When the war breaks out in Ukraine, Alisa is thrown into a life she wasn t expecting. Working as a translator for foreign journalists she meets British war photographer Anastasia, who chooses not to rush towards the front, instead observing quiet moments of everyday resilience - birthdays, picnics, weddings.
A unique friendship forms as the two women strive to collapse the emotional distance between “us” and “them”. Their bond deepens as war wounds them both —transforming this into a poetic meditation on closeness, distance, and what happens when war stops being a story about others.
Anastasia Taylor-Lind is a British/Swedish photojournalist and a poet.
For the past decade Anastasia has collaborated with Alisa Sopova, a journalist and an anthropologist from the city of Donetsk in eastern Ukraine. In 2023, she received the Canon Female Photojournalist Award for her long-term reporting from eastern Ukraine, and over 100,000 people visited her exhibition Ukraine: Photographs from the Frontline at the Imperial War Museum.

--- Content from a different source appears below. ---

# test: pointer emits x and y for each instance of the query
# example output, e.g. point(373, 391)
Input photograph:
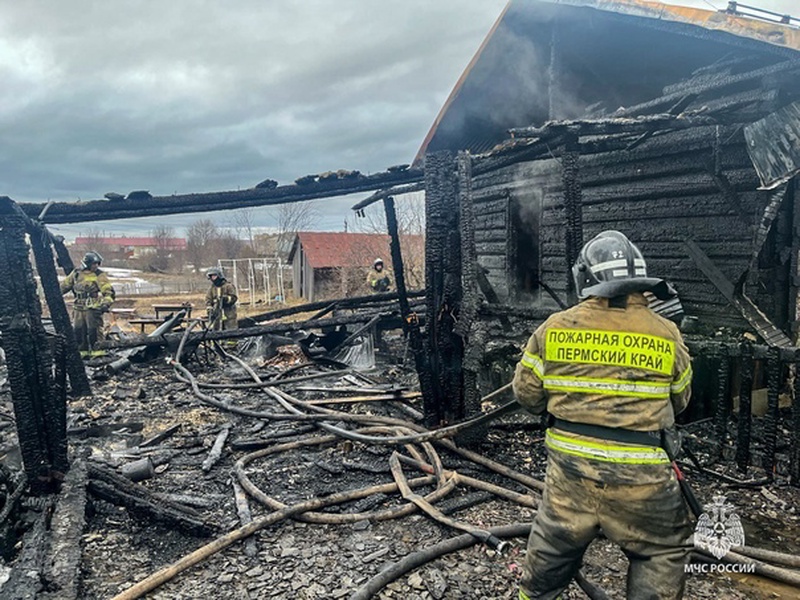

Anastasia is a National Geographic Society Explorer, TED Fellow, and 2016 Nieman Fellow at Harvard university. Her first book Maidan – Portraits from the Black Square, about the 2014 revolution in Ukraine, was published the same year. Her debut poetry collection One Language was published by Smith|Doorstop in 2022.
Anastasia has Masters degrees in photojournalism and poetry.